Theorem. If $ABC$ is a triangle with the angle $\gamma$ at the vertex $C$ and with the sides lengths $a = \overline{BC}, b= \overline{AC}$ and $c= \overline{AB}$ (see the figure below), then $c^2 = a^2 + b^2 - 2ab \cos \gamma.$
Proof. In the proof below we use the Pythagorean theorem twice and the definition of $\cos \gamma = x/a$;
 $\displaystyle c^2$ $\displaystyle = y^2 + h^2$ (by Pythagorean theorem $c^2 = y^2+h^2$) $\displaystyle = (b-x)^2 + h^2$ (by the identity $b = x + y$) $\displaystyle = b^2 -2bx + x^2 + h^2 \$ (algebra) $\displaystyle = a^2 + b^2 - 2bx$ (by Pythagorean theorem $a^2 = h^2 + x^2$) $\displaystyle = a^2 + b^2 - 2ab\dfrac{x}{a}$ (algebra) $\displaystyle = a^2 + b^2 - 2ab\cos \gamma$ (the definition of $\cos \gamma$)
This completes the proof.
Remark.
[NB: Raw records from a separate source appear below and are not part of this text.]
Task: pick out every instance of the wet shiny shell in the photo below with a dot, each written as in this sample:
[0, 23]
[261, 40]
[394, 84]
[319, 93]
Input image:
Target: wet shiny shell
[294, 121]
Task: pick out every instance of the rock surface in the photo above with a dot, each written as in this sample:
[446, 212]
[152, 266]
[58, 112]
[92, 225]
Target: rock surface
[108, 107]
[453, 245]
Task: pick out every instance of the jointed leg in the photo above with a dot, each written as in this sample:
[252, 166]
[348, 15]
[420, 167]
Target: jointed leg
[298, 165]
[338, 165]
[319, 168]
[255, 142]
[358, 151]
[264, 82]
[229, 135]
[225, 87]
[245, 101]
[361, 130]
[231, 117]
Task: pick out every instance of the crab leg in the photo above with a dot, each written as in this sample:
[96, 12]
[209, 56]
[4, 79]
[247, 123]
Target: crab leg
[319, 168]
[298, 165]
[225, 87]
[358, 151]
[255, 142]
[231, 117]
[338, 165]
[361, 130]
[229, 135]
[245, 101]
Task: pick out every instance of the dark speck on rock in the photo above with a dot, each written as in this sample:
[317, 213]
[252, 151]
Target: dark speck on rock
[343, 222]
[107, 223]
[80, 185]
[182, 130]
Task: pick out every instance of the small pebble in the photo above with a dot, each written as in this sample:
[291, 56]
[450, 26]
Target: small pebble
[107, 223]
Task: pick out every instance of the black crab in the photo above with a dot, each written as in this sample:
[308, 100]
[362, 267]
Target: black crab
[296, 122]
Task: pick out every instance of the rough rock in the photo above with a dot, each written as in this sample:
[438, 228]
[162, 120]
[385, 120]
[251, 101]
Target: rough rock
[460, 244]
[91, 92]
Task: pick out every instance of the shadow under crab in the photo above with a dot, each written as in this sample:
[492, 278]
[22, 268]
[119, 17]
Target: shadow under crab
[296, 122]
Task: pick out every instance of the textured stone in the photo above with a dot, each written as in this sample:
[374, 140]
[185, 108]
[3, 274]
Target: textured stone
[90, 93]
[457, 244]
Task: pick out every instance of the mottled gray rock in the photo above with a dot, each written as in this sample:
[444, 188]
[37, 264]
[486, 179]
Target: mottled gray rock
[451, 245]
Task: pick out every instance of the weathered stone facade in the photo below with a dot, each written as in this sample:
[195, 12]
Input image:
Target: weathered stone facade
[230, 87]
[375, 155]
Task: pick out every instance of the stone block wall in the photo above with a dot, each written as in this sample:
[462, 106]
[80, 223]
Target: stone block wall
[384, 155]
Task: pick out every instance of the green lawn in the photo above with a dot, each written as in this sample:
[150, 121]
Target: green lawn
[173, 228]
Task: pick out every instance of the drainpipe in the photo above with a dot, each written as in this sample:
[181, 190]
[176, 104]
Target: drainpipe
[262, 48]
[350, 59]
Why is the law of cosines important in a linear algebra class? Here is why. Introduce two vectors in the above figure: $\vec{a} = \vec{CB}, \qquad \vec{b} = \vec{CA}.$ Then, $a^2 = \bigl\|\vec{a}\bigr\|^2$, $b^2 = \bigl\|\vec{b}\bigr\|^2$ and $\vec{b} - \vec{a} = \vec{BA}.$ The last equality implies \begin{align*} c^2 & = \| \vec{b} - \vec{a} \|^2 \\ & = \bigl(\vec{b} - \vec{a} \bigr) \cdot \bigl(\vec{b} - \vec{a} \bigr) \\ & = \vec{b} \cdot \vec{b} - 2 \vec{a} \cdot \vec{b} + \vec{a} \vec{a} \\ & = \bigl\|\vec{b}\bigr\|^2 - 2 \vec{a} \cdot \vec{b} + \bigl\|\vec{a}\bigr\|^2 \\ & = a^2 + b^2 - 2 \vec{a} \cdot \vec{b}. \end{align*} Now compare the last equality and the law of cosines: \begin{align*} c^2 & = a^2 + b^2 - 2 \vec{a} \cdot \vec{b}, \\ c^2 &= a^2 + b^2 - 2ab \cos \gamma. \end{align*} We deduce that $\vec{a} \cdot \vec{b} = ab \cos \gamma = \bigl\|\vec{a}\bigr\| \, \bigl\|\vec{b}\bigr\| \cos \gamma.$ This gives us a geometric interpretation of the dot product.